A foster carer who entered the care system as a child has called on others to consider foster care amid a rise in demand for placements due to Covid-19.

Covid-19 has sparked a decline in potential foster carers. Picture: Adobe Stock
Covid-19 has sparked a decline in potential foster carers. Picture: Adobe Stock

Jo Sherwood, 44, entered the care system aged 12 and had experienced nine foster placements by the time she was 16 before being transferred to a hostel.

After raising two biological children, now aged 27 and 22, Jo signed up to become a foster carer with the National Fostering Group aged 39.

She chose to foster teenage girls and is currently caring for a 16-year-old. 

“I went through a lot of struggles growing up – so I know what it’s like to feel angry and let down by people and I know what effect this can have on a young person’s behaviour, especially during their teens,” Jo said.

“I have come out the other side as a completely different person, and becoming a foster carer myself has given me a sense of purpose – helping others by understanding their needs and underlying issues means my own experiences have not been in vain. I am proud to be a positive role model to the girls I foster by showing them the life they can achieve even if they’ve had a tough start.”

Jo, who is based in Leicester, explained how her own experience helps her to bond with the children she fosters, saying: “I can see life in care through their eyes, put myself in their shoes – when I tell them that I grew up in care too, it’s like a key opening a lock and there’s an instant bond.

“I know how it feels to get out of the social worker’s car and enter somebody else’s house as a foster child - you feel like an invader, you daren’t even ask for a drink. When the girls I foster first arrive I make a point of telling them to have a look in all the cupboards and open any doors they want – ensuring only safe things are accessible - to encourage trust and openness from day one.”

The Covid-19 pandemic has sparked a fall in enquiries for potential foster carers across the sector.

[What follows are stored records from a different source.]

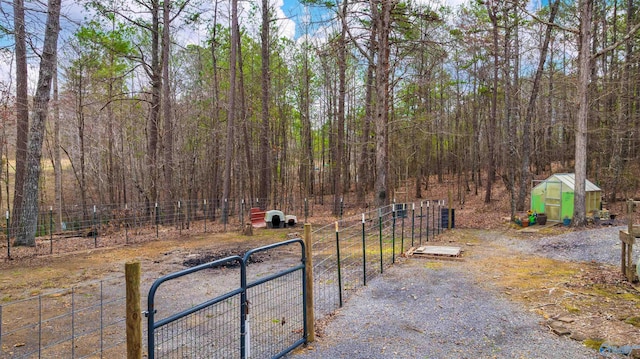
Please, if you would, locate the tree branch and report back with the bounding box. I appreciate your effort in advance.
[591,23,640,60]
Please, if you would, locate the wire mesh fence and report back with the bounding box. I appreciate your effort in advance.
[0,197,332,260]
[312,200,444,319]
[0,201,448,358]
[145,239,306,359]
[0,278,131,358]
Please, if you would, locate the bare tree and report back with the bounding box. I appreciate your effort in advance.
[7,0,29,233]
[16,0,61,246]
[222,0,240,223]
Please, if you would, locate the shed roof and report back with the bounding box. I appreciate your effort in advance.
[545,173,602,192]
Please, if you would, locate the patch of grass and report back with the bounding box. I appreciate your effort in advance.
[562,303,580,314]
[624,317,640,328]
[591,284,640,303]
[582,338,605,350]
[424,261,444,270]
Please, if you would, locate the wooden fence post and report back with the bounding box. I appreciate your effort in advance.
[124,262,142,359]
[304,223,316,343]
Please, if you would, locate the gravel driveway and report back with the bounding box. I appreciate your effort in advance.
[289,227,638,359]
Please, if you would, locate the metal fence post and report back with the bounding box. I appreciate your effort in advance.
[336,221,342,308]
[362,213,367,285]
[202,199,207,233]
[419,201,424,245]
[400,203,407,254]
[411,203,416,247]
[178,201,182,238]
[222,198,229,232]
[124,262,142,359]
[92,205,98,248]
[124,203,129,244]
[304,223,316,342]
[49,207,53,254]
[425,201,429,242]
[391,208,396,263]
[378,208,384,273]
[240,198,244,226]
[5,211,11,259]
[156,202,160,238]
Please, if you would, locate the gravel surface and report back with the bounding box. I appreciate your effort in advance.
[511,226,640,266]
[289,227,638,359]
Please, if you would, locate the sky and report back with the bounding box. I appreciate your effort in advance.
[0,0,500,93]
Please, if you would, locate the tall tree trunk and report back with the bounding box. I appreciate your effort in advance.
[572,0,593,227]
[300,42,315,201]
[145,0,162,208]
[222,0,240,223]
[7,0,29,235]
[516,0,560,211]
[237,25,255,202]
[16,0,61,246]
[162,0,176,203]
[259,0,271,204]
[52,53,62,231]
[371,0,397,207]
[356,44,376,203]
[333,0,348,215]
[484,3,499,203]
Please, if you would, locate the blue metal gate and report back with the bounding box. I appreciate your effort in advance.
[145,239,312,359]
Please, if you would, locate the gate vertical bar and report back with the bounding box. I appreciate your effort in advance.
[304,225,316,342]
[240,260,249,359]
[362,213,367,285]
[336,221,342,308]
[378,208,384,273]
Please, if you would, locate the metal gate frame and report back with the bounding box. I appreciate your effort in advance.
[143,238,306,359]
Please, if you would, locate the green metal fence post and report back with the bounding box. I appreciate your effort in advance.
[5,211,11,259]
[425,201,429,242]
[391,205,396,263]
[124,203,129,244]
[411,203,416,247]
[336,221,342,308]
[378,208,384,273]
[177,201,182,234]
[202,199,207,233]
[92,205,98,248]
[49,207,53,254]
[400,203,407,254]
[419,201,424,245]
[362,213,367,285]
[155,202,160,238]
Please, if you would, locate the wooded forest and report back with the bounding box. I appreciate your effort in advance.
[0,0,640,243]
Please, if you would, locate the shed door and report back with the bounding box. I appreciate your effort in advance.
[544,182,562,221]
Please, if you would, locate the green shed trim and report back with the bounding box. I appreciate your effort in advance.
[531,173,602,221]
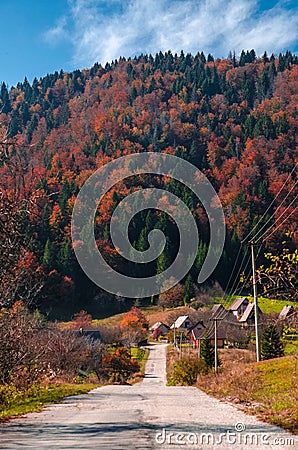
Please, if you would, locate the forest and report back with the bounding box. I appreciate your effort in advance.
[0,50,298,320]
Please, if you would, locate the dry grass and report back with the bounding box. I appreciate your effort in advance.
[197,350,298,434]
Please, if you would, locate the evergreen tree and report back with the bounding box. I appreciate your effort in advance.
[42,239,56,271]
[201,334,215,368]
[261,325,284,359]
[183,274,195,305]
[0,83,11,114]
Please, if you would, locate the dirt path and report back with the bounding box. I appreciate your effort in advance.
[0,345,298,450]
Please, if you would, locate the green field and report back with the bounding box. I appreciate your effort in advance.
[0,383,100,421]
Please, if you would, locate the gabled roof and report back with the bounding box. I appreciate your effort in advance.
[229,297,248,311]
[171,316,192,329]
[75,329,102,342]
[279,305,294,319]
[150,322,169,331]
[211,303,227,319]
[191,327,206,339]
[191,327,226,340]
[239,303,262,322]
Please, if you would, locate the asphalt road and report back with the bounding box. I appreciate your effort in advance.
[0,344,298,450]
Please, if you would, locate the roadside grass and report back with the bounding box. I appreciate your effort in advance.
[284,340,298,355]
[128,347,150,384]
[0,383,101,422]
[197,350,298,434]
[258,297,298,314]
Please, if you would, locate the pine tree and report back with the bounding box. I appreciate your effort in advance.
[201,334,215,368]
[261,325,284,359]
[183,275,195,305]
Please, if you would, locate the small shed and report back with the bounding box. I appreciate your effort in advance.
[171,316,194,330]
[211,303,228,319]
[239,303,263,327]
[150,322,170,336]
[229,297,249,319]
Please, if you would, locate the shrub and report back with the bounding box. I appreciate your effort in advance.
[98,347,140,383]
[168,357,206,386]
[261,325,284,359]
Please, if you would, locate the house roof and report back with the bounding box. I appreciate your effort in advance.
[229,297,248,311]
[191,328,206,339]
[171,316,192,329]
[211,303,227,319]
[239,303,262,322]
[191,328,226,340]
[279,305,294,319]
[150,322,169,331]
[75,329,102,342]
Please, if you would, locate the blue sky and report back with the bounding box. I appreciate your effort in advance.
[0,0,298,86]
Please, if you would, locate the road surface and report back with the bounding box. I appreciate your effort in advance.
[0,344,298,450]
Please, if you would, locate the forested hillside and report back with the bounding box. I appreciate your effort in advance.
[0,50,298,317]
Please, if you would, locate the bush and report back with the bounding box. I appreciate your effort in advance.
[98,347,140,383]
[167,357,207,386]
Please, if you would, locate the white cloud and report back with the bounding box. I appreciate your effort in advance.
[47,0,298,66]
[44,17,68,44]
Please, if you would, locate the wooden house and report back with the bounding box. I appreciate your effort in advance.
[229,297,249,319]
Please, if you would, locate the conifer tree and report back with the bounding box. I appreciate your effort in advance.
[201,334,215,368]
[261,325,284,359]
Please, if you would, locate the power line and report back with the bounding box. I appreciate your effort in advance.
[257,206,298,242]
[253,180,298,243]
[242,163,298,242]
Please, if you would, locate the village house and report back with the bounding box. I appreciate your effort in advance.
[239,303,263,327]
[211,303,228,319]
[190,325,226,348]
[229,297,249,320]
[150,322,170,336]
[171,316,194,330]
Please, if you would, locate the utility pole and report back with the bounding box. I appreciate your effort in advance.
[213,317,218,373]
[250,241,261,362]
[179,332,182,359]
[174,322,176,348]
[211,317,224,373]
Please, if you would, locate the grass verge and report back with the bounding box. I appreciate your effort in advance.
[128,347,150,384]
[197,351,298,434]
[0,383,100,421]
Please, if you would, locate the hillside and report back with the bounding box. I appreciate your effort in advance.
[0,50,298,318]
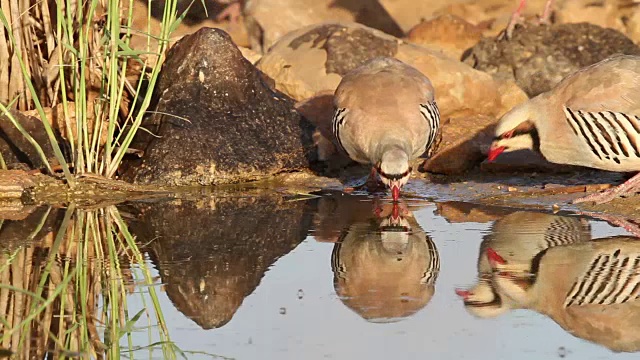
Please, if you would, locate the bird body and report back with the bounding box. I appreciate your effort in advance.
[489,55,640,204]
[333,57,440,200]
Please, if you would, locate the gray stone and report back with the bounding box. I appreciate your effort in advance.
[124,28,315,186]
[463,23,640,97]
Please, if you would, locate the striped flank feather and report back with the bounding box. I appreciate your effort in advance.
[564,249,640,307]
[331,108,347,153]
[564,107,640,164]
[420,101,440,151]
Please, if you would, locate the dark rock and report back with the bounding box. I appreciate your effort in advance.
[0,111,64,169]
[124,194,315,329]
[124,28,315,185]
[463,23,640,97]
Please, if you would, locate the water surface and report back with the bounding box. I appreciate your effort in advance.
[0,192,640,359]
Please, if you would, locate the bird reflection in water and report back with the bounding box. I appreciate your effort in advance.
[457,212,640,352]
[331,202,440,323]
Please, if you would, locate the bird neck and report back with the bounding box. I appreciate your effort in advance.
[376,140,409,163]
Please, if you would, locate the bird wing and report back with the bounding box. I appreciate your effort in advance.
[548,55,640,170]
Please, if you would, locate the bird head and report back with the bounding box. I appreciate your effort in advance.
[376,148,411,201]
[456,277,509,318]
[487,104,540,161]
[487,248,536,305]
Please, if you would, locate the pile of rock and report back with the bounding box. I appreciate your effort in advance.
[5,0,640,185]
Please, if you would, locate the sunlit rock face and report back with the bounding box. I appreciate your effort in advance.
[463,23,640,97]
[124,195,313,329]
[124,28,315,185]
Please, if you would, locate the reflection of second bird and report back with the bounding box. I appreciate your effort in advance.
[494,236,640,352]
[331,204,440,322]
[456,211,591,317]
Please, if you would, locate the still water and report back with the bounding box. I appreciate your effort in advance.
[0,192,640,359]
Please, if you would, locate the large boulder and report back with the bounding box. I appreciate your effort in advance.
[257,23,527,117]
[244,0,404,51]
[464,23,640,97]
[124,28,315,186]
[129,193,316,329]
[407,14,484,60]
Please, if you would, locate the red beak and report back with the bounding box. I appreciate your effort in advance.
[487,146,505,161]
[391,185,400,202]
[456,289,471,300]
[391,204,400,220]
[487,248,507,267]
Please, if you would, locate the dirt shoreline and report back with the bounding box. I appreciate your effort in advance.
[0,168,640,219]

  showed that it received 161 enquiries about fostering from 1 March to 23 April compared to 302 in the same eight-week period the year before – a fall of 47 per cent.

Encouraging those who are able to consider fostering, Jo said: “If you can offer a loving home, patience, empathy and a genuine desire to help a vulnerable young person build a brighter future, then go for it. Put yourself in their shoes, ask yourself how ‘how would I want to be treated’ and get to the bottom of their underlying issues. Knowing that you are changing somebody else’s life for the better is the biggest reward you can get.”

Annie Winter, head of recruitment at National Fostering Group, said, “Some people still have fixed ideas about who can and can’t foster. It is important that there is a wide range of foster carers available at any given time, with different experiences and skill sets, so that the right match can be made when a child is in need of care.”